Scientists have created a way to date Earth's densest and oldest polar ice by studying the composition of krypton gas trapped within old air bubbles, according to an Oregon State University press release.
Research was published this week in the journal PNAS.
Researchers used a new dating method called Atom Trap Analysis (ATTA) to analyze the ice, which was recovered from the McMurdo Dry Valleys in Antarctica.
"The oldest ice found in drilled cores is around 800,000 years old and with this new technique we think we can look in other regions and successfully date polar ice back as far as 1.5 million years," said Christo Buizert, a postdoctoral researcher at Oregon State University and lead author on the PNAS article. "That is very exciting because a lot of interesting things happened with the Earth's climate prior to 800,000 years ago that we currently cannot study in the ice core record."
Buizert and his colleagues said potential uses include dating meteorites found in Antarctic ice, analyzing the Earth's cycle of ice ages and climate, according to the release.
Krypton is a noble gas that can be found in the atmosphere at low levels or approximately one part per million, according to the release. In the upper atmosphere, exposure to cosmic rays could transform a krypton isotope into a decaying radioactive isotope.
Air bubbles in ancient polar ice contains some of these radioisotopes, according to the study. Researchers can determine how long the gas has been trapped in the ice by comparing the stable krypton isotopes to the radioisotope's state of decay.
This is basically how the researchers used carbon-14 techniques to date the ice. This method is only accurate back to approximately 50,000 years, according to the study.
"That is very exciting because a lot of interesting things happened with the Earth's climate prior to 80,000 years ago that we currently cannot study in the ice core record," Buizert said.
Due to the small amount of krypton in the air, a great deal of ice has to be melted first to obtain enough samples. A device that's able to count, or trap, individual atoms is also required, according to the release.
The device was developed in 2011 by a team of nuclear physicists from Argonne National Laboratory in Illinois.
The study's authors obtained over 600 pounds of ice chunks from Taylor Glacier, Antarctica, melted them, and trapped the escaped air in flasks in order to test the atom trap.
They estimated that the ice was approximately 120,000 years old.
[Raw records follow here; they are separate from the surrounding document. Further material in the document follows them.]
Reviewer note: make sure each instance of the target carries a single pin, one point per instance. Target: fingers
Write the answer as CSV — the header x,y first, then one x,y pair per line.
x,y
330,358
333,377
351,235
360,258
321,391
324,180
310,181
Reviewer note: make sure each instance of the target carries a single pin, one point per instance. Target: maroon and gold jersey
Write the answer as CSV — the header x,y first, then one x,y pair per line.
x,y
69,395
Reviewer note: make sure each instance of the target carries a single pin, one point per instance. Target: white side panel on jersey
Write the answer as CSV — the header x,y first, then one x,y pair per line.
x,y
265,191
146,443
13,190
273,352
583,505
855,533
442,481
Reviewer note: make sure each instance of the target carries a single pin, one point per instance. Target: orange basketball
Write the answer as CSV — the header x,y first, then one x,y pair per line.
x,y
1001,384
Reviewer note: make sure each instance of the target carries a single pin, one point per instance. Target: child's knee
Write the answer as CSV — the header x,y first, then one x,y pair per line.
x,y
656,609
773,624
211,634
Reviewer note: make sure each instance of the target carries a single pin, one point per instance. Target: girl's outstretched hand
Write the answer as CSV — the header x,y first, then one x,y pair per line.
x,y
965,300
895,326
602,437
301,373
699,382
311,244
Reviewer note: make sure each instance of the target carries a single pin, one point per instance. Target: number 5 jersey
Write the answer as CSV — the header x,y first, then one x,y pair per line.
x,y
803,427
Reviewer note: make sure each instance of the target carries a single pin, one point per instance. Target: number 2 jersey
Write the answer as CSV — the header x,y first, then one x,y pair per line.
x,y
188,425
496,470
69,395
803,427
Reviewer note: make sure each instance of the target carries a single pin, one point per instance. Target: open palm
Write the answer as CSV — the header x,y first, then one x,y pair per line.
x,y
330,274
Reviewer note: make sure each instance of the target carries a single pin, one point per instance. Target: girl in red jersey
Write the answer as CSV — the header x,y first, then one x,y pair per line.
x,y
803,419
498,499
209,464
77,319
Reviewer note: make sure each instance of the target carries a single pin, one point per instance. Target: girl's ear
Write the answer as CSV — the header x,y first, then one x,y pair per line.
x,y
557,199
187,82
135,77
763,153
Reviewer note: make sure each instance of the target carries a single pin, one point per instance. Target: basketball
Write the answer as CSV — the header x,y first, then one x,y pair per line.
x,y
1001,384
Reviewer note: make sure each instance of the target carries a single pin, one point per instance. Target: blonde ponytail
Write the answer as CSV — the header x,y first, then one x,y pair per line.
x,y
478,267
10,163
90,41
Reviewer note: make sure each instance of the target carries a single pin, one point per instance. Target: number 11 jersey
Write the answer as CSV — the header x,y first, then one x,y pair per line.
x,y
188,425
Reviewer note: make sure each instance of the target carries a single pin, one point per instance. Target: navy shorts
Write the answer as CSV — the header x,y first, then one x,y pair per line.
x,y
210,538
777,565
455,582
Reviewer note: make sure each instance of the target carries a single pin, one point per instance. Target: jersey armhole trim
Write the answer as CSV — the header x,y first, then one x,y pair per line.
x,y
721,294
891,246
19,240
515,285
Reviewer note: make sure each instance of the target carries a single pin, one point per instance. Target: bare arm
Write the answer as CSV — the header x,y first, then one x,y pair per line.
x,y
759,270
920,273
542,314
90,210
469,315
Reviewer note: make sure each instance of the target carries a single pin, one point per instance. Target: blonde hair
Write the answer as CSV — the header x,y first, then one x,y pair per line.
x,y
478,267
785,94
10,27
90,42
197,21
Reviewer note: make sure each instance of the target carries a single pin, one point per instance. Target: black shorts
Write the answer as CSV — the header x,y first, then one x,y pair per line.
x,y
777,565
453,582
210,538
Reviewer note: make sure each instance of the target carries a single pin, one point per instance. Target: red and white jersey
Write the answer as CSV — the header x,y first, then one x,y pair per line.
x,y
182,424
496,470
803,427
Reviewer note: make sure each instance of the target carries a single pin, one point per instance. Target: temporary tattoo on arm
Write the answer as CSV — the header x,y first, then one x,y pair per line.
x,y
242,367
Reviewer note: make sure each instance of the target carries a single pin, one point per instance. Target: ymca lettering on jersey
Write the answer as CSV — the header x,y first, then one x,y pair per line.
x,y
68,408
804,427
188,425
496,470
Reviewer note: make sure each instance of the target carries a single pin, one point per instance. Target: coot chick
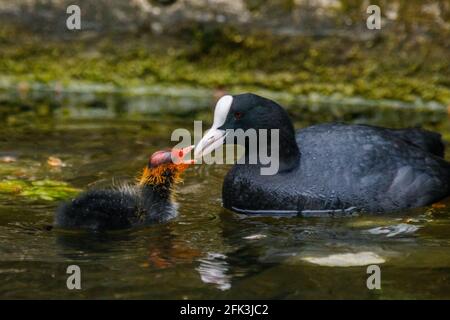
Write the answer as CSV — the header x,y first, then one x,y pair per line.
x,y
328,168
146,202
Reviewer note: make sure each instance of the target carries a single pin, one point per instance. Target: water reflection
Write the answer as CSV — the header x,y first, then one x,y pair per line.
x,y
214,269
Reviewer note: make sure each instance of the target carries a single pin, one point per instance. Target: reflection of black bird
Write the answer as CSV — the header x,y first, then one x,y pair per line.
x,y
148,201
328,166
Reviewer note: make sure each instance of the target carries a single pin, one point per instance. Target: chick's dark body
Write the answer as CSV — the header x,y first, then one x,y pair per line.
x,y
125,207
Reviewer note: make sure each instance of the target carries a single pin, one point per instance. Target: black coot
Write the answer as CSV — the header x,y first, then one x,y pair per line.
x,y
148,201
328,168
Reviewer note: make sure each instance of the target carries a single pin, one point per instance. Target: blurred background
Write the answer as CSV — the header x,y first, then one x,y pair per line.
x,y
85,108
293,50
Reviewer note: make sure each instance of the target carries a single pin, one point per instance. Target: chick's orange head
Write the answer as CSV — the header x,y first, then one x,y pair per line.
x,y
166,166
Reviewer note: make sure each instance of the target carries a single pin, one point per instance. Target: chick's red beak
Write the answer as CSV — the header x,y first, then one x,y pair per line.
x,y
181,156
175,156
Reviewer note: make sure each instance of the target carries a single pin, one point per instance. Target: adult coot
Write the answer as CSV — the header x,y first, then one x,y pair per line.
x,y
328,168
148,201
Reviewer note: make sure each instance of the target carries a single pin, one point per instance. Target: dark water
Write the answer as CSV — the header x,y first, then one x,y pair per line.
x,y
207,252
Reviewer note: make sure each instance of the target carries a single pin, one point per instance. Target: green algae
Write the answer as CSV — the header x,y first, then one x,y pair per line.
x,y
48,190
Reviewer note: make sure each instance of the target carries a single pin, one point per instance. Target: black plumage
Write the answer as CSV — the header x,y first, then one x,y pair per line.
x,y
335,166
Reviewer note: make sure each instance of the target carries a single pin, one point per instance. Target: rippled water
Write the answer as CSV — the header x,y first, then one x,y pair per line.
x,y
206,252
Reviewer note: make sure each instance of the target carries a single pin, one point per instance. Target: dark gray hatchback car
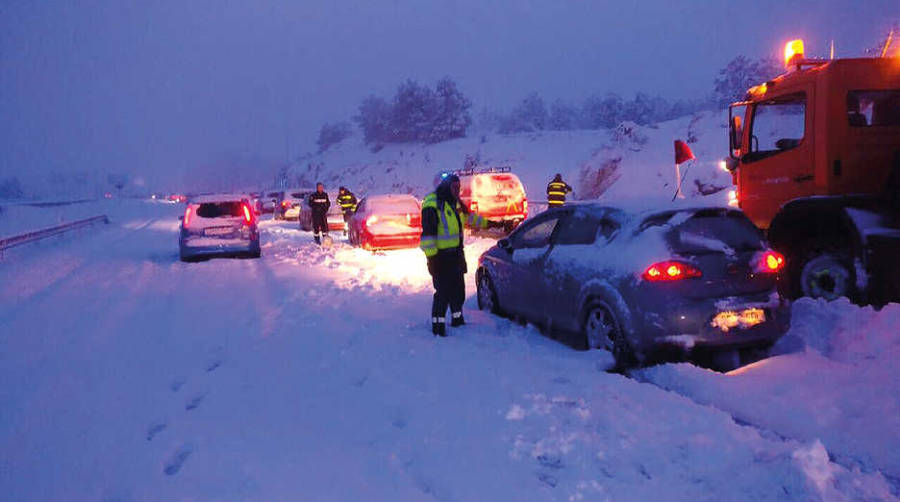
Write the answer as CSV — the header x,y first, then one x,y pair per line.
x,y
643,284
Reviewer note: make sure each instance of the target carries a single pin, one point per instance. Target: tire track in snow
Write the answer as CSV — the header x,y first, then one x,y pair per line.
x,y
846,461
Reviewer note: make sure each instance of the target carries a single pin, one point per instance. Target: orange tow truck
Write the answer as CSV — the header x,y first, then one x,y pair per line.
x,y
815,155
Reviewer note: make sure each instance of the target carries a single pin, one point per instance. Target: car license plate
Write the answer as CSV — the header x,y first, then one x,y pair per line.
x,y
743,319
219,231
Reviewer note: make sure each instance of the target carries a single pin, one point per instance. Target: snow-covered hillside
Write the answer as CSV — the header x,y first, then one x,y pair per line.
x,y
311,374
627,162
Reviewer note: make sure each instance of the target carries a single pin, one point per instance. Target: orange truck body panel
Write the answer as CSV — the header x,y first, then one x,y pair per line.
x,y
833,157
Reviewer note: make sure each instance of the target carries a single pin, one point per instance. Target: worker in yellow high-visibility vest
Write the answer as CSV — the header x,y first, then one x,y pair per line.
x,y
443,218
556,191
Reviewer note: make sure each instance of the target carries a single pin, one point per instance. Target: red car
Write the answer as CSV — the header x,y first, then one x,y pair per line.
x,y
386,222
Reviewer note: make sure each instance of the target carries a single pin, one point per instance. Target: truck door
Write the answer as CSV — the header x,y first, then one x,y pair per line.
x,y
779,164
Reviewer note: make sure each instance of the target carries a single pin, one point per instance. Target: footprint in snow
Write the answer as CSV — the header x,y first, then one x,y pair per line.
x,y
176,461
155,429
194,403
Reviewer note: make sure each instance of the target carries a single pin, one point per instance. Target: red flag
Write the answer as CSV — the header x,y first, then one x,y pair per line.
x,y
683,152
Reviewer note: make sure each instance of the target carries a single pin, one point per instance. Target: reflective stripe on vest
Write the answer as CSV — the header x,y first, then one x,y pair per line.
x,y
449,234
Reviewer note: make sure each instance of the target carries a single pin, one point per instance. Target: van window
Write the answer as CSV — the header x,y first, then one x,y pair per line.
x,y
873,108
778,125
220,210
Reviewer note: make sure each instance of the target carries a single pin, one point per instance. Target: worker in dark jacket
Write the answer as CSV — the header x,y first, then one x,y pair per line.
x,y
347,201
556,191
318,204
443,218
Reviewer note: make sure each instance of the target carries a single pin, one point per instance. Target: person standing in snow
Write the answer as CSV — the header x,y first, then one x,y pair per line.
x,y
556,191
319,203
347,201
443,218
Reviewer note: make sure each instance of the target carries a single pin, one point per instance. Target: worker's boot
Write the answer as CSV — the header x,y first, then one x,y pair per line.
x,y
438,326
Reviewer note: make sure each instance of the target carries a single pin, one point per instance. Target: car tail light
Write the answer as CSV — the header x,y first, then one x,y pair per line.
x,y
772,262
667,271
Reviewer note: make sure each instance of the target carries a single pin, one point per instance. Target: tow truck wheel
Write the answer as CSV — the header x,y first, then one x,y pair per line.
x,y
828,275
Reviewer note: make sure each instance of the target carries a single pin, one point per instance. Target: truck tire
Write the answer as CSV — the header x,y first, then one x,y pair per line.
x,y
828,275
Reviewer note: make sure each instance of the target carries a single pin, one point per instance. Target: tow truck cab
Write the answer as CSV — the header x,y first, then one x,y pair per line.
x,y
495,193
815,155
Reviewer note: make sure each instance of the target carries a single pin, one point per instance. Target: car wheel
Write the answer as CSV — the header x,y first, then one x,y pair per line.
x,y
829,276
487,295
602,331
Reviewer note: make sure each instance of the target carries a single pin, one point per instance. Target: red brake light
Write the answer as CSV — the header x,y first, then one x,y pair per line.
x,y
667,271
772,261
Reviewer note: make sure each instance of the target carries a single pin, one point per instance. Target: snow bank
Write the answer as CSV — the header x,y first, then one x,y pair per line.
x,y
835,381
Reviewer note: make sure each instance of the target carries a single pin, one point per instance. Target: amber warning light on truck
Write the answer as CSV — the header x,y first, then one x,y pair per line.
x,y
793,51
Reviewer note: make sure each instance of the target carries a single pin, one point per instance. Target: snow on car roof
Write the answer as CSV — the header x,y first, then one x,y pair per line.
x,y
385,201
219,197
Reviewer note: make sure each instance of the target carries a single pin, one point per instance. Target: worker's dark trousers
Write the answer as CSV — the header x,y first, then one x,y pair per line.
x,y
449,289
320,226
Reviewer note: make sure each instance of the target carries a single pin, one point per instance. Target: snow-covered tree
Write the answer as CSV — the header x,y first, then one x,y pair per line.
x,y
452,118
374,120
417,113
740,74
603,112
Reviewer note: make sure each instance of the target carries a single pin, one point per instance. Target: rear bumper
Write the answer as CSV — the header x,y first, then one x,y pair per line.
x,y
689,327
403,241
883,269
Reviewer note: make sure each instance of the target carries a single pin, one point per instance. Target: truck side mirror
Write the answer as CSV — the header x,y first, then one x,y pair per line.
x,y
737,134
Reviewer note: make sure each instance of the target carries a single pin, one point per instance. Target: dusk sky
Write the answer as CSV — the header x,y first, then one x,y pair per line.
x,y
158,87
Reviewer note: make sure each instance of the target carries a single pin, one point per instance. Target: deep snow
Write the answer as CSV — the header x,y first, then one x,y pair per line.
x,y
311,374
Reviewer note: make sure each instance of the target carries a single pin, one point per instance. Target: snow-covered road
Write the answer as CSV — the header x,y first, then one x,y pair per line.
x,y
310,374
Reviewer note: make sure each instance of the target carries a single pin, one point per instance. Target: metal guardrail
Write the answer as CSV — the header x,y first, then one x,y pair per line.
x,y
37,235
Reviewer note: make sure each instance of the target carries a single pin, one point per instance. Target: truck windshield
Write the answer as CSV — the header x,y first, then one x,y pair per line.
x,y
779,125
873,108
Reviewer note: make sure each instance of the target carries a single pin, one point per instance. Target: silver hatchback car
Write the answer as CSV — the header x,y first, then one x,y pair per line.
x,y
218,225
646,285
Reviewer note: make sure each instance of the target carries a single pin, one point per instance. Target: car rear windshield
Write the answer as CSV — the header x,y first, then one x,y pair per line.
x,y
220,210
393,206
709,231
873,108
496,185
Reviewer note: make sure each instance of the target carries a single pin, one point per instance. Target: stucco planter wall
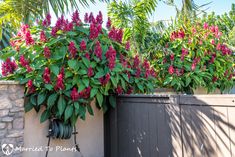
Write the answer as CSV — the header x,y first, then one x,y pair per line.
x,y
11,117
25,130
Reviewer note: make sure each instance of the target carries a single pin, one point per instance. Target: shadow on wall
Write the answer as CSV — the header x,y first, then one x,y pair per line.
x,y
179,126
207,126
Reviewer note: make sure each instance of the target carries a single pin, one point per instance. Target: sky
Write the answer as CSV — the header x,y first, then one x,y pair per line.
x,y
163,11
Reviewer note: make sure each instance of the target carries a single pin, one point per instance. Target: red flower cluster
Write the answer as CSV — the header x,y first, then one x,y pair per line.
x,y
138,72
95,29
119,90
86,18
72,49
225,50
130,90
116,34
76,19
86,92
104,80
25,63
171,70
184,53
83,94
194,64
95,24
8,67
46,75
98,50
127,46
47,52
60,80
99,18
146,66
47,21
25,34
214,79
109,23
63,25
136,61
91,19
90,72
87,55
123,60
215,31
83,45
31,88
43,37
213,58
205,25
177,35
28,38
74,94
111,57
172,57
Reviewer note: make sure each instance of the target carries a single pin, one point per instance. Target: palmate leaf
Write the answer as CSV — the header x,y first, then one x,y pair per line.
x,y
14,12
133,17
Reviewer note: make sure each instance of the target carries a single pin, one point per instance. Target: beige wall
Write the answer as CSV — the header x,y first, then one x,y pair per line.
x,y
90,137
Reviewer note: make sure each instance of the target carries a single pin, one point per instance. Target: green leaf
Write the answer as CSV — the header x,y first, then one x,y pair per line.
x,y
168,80
51,100
93,92
61,105
85,81
45,115
71,33
49,87
124,84
68,74
25,80
68,112
55,69
73,119
99,74
73,64
140,86
90,110
81,87
107,87
188,80
125,77
86,61
28,107
99,98
112,101
82,72
82,112
114,82
75,79
41,98
33,100
76,105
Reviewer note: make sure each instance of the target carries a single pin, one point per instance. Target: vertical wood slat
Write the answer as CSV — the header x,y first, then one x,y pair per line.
x,y
207,130
231,114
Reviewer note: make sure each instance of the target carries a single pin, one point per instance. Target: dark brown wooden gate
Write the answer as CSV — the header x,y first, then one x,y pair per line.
x,y
166,126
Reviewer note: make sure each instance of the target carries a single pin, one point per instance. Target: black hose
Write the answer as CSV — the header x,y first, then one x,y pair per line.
x,y
75,139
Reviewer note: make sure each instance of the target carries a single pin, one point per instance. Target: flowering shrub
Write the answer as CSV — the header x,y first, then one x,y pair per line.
x,y
196,56
68,65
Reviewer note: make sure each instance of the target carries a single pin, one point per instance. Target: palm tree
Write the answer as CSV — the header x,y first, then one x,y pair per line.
x,y
133,17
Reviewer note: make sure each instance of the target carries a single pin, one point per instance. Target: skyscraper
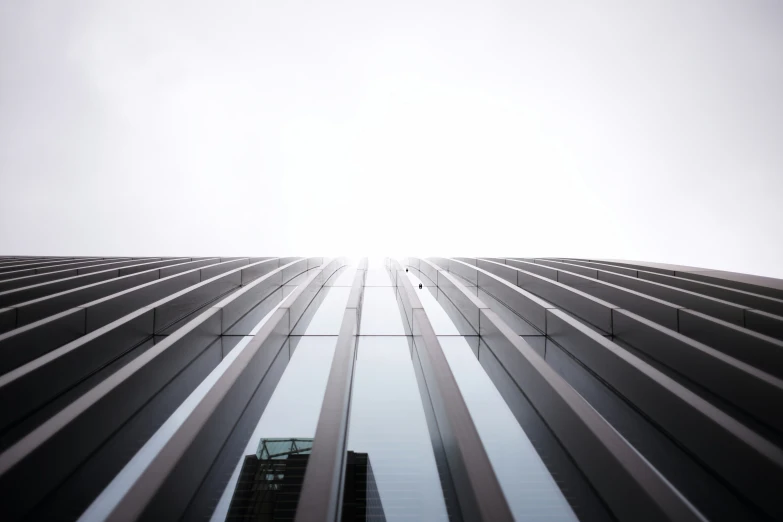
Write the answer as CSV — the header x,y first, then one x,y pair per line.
x,y
452,389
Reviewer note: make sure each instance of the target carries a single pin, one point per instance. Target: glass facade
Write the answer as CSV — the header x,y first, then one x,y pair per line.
x,y
434,389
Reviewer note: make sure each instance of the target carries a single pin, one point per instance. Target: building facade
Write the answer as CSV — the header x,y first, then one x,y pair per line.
x,y
434,389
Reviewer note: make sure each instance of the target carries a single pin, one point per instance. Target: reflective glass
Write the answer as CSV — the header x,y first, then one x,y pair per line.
x,y
515,322
388,424
294,407
326,310
531,491
380,312
438,317
377,277
343,277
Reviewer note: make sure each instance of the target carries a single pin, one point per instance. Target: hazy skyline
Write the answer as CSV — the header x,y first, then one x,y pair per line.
x,y
645,130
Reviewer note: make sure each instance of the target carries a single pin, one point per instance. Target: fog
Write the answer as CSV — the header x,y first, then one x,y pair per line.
x,y
639,130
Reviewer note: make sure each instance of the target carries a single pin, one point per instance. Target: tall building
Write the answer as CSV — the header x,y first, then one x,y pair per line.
x,y
437,389
270,483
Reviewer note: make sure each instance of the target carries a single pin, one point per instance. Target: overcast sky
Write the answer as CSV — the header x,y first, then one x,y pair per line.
x,y
643,130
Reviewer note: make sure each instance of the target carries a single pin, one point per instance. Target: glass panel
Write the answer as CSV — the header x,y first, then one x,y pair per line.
x,y
438,317
519,325
290,418
377,277
530,489
343,277
388,424
380,312
327,310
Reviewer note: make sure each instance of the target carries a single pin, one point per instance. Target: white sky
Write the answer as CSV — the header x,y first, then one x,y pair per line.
x,y
644,130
Now the authors want to find older ice.
"Most people assume that it's a question of just drilling deeper for ice cores, but it's not that simple," said study co-author Edward Brook, an Oregon State University geologist, according to the release. "Very old ice probably exists in small isolated patches at the base of the ice sheet that have not yet been identified, but in many places it has probably melted and flowed out into the ocean."